Rocky Mountain Star Stare 2002

- was a gas as usual.

The transparency was excellent and the night time temperatures very mild.
The daytimes were dominated by hot, dry wind and sun.

The area was eerily dry this year. This is normally the greenest time of year up there, but there was no green grass. There were no flowers. There was obviously no rain this spring. The hummingbirds were hungry! They were continually flying inside my hooch and trying to eat the tail lights of my truck - buzzing around like giant flies. Poor little buggers. I wish I had a feeder with me.

Thursday night we had T-shirt weather until about 10:30 p.m.

Friday night was a little cooler but still no parka was needed and I even had to take my jacket off for awhile to cool down before a chilly breeze came along about 12:30 a.m..

Saturday featured kid's activities and workshops and talks for adults. Pictured below is a solar filter making workshop.

Scattered around the field were several interesting projects to see. One of these projects was a set of four dome tents fitted with plastic objects on the walls to represent stars and constellations for teaching astronomy to the blind. Each tent represented each of the four seasons. The large sundial was another interesting item.

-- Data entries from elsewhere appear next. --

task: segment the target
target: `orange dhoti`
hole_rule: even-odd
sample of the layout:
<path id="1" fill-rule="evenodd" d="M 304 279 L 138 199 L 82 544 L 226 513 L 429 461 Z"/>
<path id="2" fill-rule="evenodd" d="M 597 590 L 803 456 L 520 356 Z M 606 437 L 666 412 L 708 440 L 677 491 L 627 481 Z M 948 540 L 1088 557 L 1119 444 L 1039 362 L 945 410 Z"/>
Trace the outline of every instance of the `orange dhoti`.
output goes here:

The ATM Walkabout featured several interesting projects displayed by the attending amateur telescope makers. Pictured below are a couple of my unofficial picks for unofficial awards.

The HotRod Award goes to this pretty red 6 inch F/8 refractor that was made by one of the Denver Astronomical Society's folks. Pictured next to it is a 6 inch reflector that featured some very nice woodwork.

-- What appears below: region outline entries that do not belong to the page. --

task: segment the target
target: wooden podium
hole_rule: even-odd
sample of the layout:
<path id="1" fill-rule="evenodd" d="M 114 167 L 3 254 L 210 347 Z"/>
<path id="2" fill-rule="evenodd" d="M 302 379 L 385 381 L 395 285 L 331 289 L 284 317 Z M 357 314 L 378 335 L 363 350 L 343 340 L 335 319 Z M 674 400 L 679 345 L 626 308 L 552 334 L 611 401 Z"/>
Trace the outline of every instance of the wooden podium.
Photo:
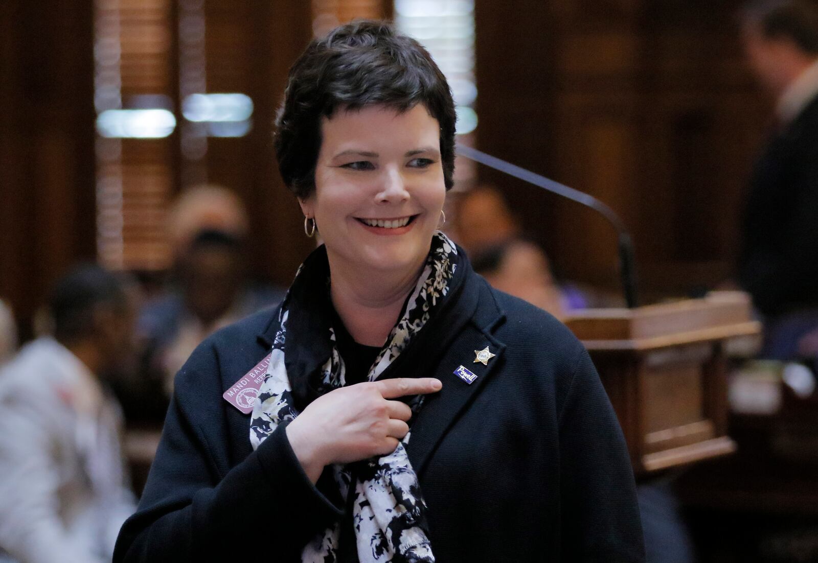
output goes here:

The Blood, Sweat, and Tears Award has to go to this very nice 18 inch reflector built by a guy with the true spirit of the ATM'er. The mirror was gound by hand! No small task. His wife obviously deserves an award for patience and understanding too!

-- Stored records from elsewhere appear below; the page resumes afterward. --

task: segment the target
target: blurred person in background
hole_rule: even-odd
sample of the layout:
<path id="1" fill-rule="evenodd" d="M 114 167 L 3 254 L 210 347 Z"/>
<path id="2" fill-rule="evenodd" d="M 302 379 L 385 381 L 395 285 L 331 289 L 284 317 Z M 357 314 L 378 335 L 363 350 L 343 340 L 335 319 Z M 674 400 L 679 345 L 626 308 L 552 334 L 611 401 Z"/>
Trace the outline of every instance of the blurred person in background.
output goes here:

The Built on the Fly Award goes to this 4.25 inch f/4 reflector completely made from Leggos snap-together building blocks and features a focuser made from Leggos wheels and sports a genuine Telrad finder. Yes, the scope really works - I looked through it.

A change of Plans

After the hot, dry walkabout, I had just settled into the shade with my shoes off and a cold drink when I noticed billows of smoke that appeared to be just over the little rise next to my hooch. The whole area was a tenderbox this year and to see a nearby fire was not unexpected. I immediately ran to the top of the rise and was pleasantly surprised to see that the burning area was about 4 miles away. Because of the thickness of the smoke and speed of motion, it had appeared much closer.

Needless to say, Saturday night's star party was canceled due to the forest fire and a very stiff hot wind - a dangerous combination. I was just glad it wasn't closer and that the wind kept it moving perpendicular to its direction from us. The doorprize giveaway was punctuated by slurry bombers flying directly over us which elicited cheers from the crowd.

Before and after the doorprize meeting we got some great views (and pictures) of the slurry bombers doing their thing.

But within the space of an hour or so there was an evacuation suggestion by the bureau of land management that was readily complied with by most if not all. I've never seen the place clear out so quickly! After sundown the few of us that remained could see the beautiful (in a sinister sort of way) orange glow of the illuminated smoke, sort of like a miniature sunrise. Flames could be occaisionally seen bursting into the air above the hilltops about 2 miles away. I wish I had taken a better picture. This photo is scanned from an under-exposed slide. The original reveals trees and hillsides silhouetted by the beautiful colors.

Over the course of two hours it had traversed about 20 degrees of azimuth. Sitting in that monster's path would be a bad place to be if the wind suddenly changed directions. We skedaddled shortly after this picture was taken.

In spite of the shortened visit, the CSAS did another great job in putting on a fun, informative, and relaxing star party again this year - the sixteenth, with many nice touches added for the attendees, like lapel pins and T-shirts WITH POCKETS!!!

Thanks guys and gals of CSAS. We all very much appreciate this valuable service you faithfully do for the local amateur astronomy community year after year. Keep it up! Fun time!